It’s long past time for the Burbank City Council to stop rolling

over on command. Individually and collectively, council members have

allowed themselves to be treated as the equivalent of a dancing bear,

grumbling and potentially dangerous, yet still seemingly terrified of

being scolded.

Yet another opportunity is presenting itself for the council to

decide between giving in to the irrational, screeching demands of a

reckless handful of self-appointed czars, or standing up to

demonstrate leadership and a willingness to stake out a principle and

stand by it. Perhaps this time, officials will make the right choice.

Within in the next several weeks, delegates representing Burbank,

Glendale and Pasadena, along with representatives of the Airport

Authority operated by those three cities, will go to Washington,

D.C., to meet with the new administration of the Federal Aviation

Administration. Some hope to weigh FAA interest in a new terminal for

Burbank, one conditioned on local demands. Others say they hope the

FAA tells them what to do. Still others appear to have similar but

vague goals, or no goal beyond the appearance of unity

The only person I know of more cynical than I am about the trip is

Airport Authority president Chris Holden, who also is a Pasadena

councilman.

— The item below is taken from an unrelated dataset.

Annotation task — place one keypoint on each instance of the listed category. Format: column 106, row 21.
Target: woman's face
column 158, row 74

But our dark opinions come from vastly different places.

Indeed, mine is partly premised on Holden’s contempt and his

contemptible attitude. He stopped contributing to any side of

substantive airport issues long ago. Having thrown up his arms, he

seems to keep his seat only because no one else in his city wants it,

and maybe because he likes having woes to gripe about.

He might also enjoy feigning wide-eyed surprise and puzzlement

when his nuclear bombs -- in the form of chatty notes to the FAA --

whip Burbank into a frenzy. Surely no one able to dress themselves

can be as clueless and befuddled as Holden’s act implies he is.

My other doubts are based upon the conflicting, diverse and

occasionally nonexistent plans of those advocating the summit. Still,

the trip is on. Many dispute my views on its potential, and I’ll move

on from there, if only because I have to.

An effort is underway to convince Burbank’s council to let a local

political action committee pick citizens to accompany and oversee the

city’s delegation. Their travel would be paid for by taxpayers, and

they’d ostensibly provide folks back home a reliable and credible

rendition of what is said.

There is no sign the proposal will be formally discussed by the

council, and so demands from the group known as ROAR (Restore Our

Airport Rights) might be effectively ignored, save for some

back-and-forth during public-comment periods at meetings. That’s

unfortunate, but not because I think the demagogues at ROAR should be

catered to. Rather, the council should put the matter on an agenda,

then in full and strident voices, give a lecture to the presumptuous

and self-impressed little band that has deemed itself the

representative of the people.

Council members could start by sharing the common-sense rationale

they argue in private, things like the patent lack of fairness of

choosing one group. Wouldn’t the city then be obliged to pay for a

studio exec to join in, and a non-voter, and a journalist, and a

Republican, and a veteran, and a representative for virtually every

other segment of the community with a stake in airport developments?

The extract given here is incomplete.